L’Artisan du Liban, des « petites mains » et un savoir-faire éternel

Un restaurant, un hôtel, un bar, une boutique, une plage... Une fois par mois, nous vous emmenons, à la (re)découverte d’un endroit inscrit, d’une manière ou d’une autre, dans la mémoire collective libanaise. À travers l’histoire de ces lieux, cette rubrique vous raconte surtout pourquoi ils sont encore, aujourd’hui... cultes.

Pour ce seizième numéro, l’Artisan du Liban, fondé à Beyrouth en 1979.

L’Artisan du Liban, des « petites mains » et un savoir-faire éternel

L'Artisan du Liban, 45 ans d'existence, et une certaine image du pays. Photo Michèle Aoun

Ces boîtes de « kleenex » en tissu sayé avec leurs petites breloques en cuivre ; ces bols en cuivre martelé ; ces tables de trictrac toutes en marqueterie ; ces abayas en laine aux galons brodés ; ces carafes en verre soufflé couleur de la Méditerranée ; ces étuis à cigarettes avec leurs pompons ; ces trousses de toilette pliables en brocard irisé ; ces lustres comme des cascades de perles ; ces drôles de poupées boursouflées d’hommes en sarouel et tarbouche, de femmes en tantour, qui tiennent lieu de cale-porte ou de presse papier… Il est quasi impossible d’être Libanais, quels que soient le milieu ou la classe sociale, sans avoir côtoyé ou grandi avec l’un ou plusieurs de ces objets dans nos intérieurs. Impossible non plus de ne pas savoir qu’ils proviennent de l’Artisan du Liban, un établissement culte à bien des égards. Culte d’abord, parce qu’il abrite toute l’esthétique de nos intérieurs, quelque chose d’à la fois intime à chacun et universel pour nous tous. Culte ensuite, parce que dans ses deux boutiques de Gemmayzé et de Clemenceau, l’Artisan du Liban est l’une des dernières sentinelles d’un artisanat, d’un savoir-faire local, de métiers qui meurent et disparaissent sans qu’on ne se rende compte à quel point ils sont précieux.


La première entreprise sociale libanaise

Si l’on a tendance à considérer l’Artisan du Liban comme une sorte de « bazar » proposant toutes sortes d’objets, de vaisselle, de produits vestimentaires et autres accessoires faisant appel à un artisanat de chez nous, peu sont ceux qui savent que cet établissement est en fait la première entreprise sociale locale.

En 1957, Mgr Grégoire Haddad lance le Mouvement social libanais (MSL), avec pour mission de « faciliter l’accès des plus pauvres à l’autonomie et à la citoyenneté et d’impliquer les jeunes du Liban dans le développement et l’amélioration de leur société ». Enregistré en tant qu’association à partir de 1961, l’impact du MSL est d’autant plus significatif que cette initiative est fondée par six personnes de six communautés religieuses différentes, trois hommes et trois femmes. Et qu’elle se veut donc non partisane, non religieuse et non caritative.
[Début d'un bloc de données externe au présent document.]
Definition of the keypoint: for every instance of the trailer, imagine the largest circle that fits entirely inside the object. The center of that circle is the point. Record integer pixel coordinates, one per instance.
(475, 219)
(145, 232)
Un design rapidement identifiable. Photo Michèle Aoun


En 1979, tandis que la guerre civile libanaise ne cesse de précariser la population, notamment celle déjà laissée pour compte du Akkar et d’autres fiefs éloignés de Beyrouth, le MSL décide de monter le projet de l’Artisan du Liban. « L’objectif de l’époque, et qui reste jusqu’à ce jour, était d’une part d’offrir une autonomie financière aux artisans de ces localités à travers les recettes des ventes qui leur seraient reversées. Mais d'autre part aussi, en les formant, de leur permettre de transmettre ce savoir aux générations suivantes », explique Nathalie Kordahi, directrice générale de l’entreprise sociale. Grâce à une aide financière octroyée par la famille Wardé, une première boutique est inaugurée à Clemenceau, suivie de celle de Gemmayzé. Les mêmes points qui existent jusqu’à aujourd’hui.

« Ce grand chantier avait d’abord commencé par un travail d’identification des corps de métiers dans tout le pays, surtout des femmes, ce qui prouve que nous étions une entreprise féministe bien avant l’heure. S’en est suivi un travail de formation au sein de nos atelier répandus partout à travers le territoire libanais, notamment celui de Bourj Hammoud qui est aujourd’hui une sorte de “cuisine centrale” », poursuit Nathalie Kordahi. Le langage visuel de l’Artisan est confié à l’artiste pluridisciplinaire Maya Eid, qui tracera ainsi entre 1980 et 2017 les contours de l’esthétique du lieu et ses produits. En ce sens, chacun des modèles présentés dans les boutiques du label sera conçu par elle, avant que les artisans, chez eux ou dans les ateliers, les exécutent « à la main, et il est important de le souligner, à une ère où même l’artisanat triche et se laisse tenter par les machines et l’industrialisation », poursuit-elle.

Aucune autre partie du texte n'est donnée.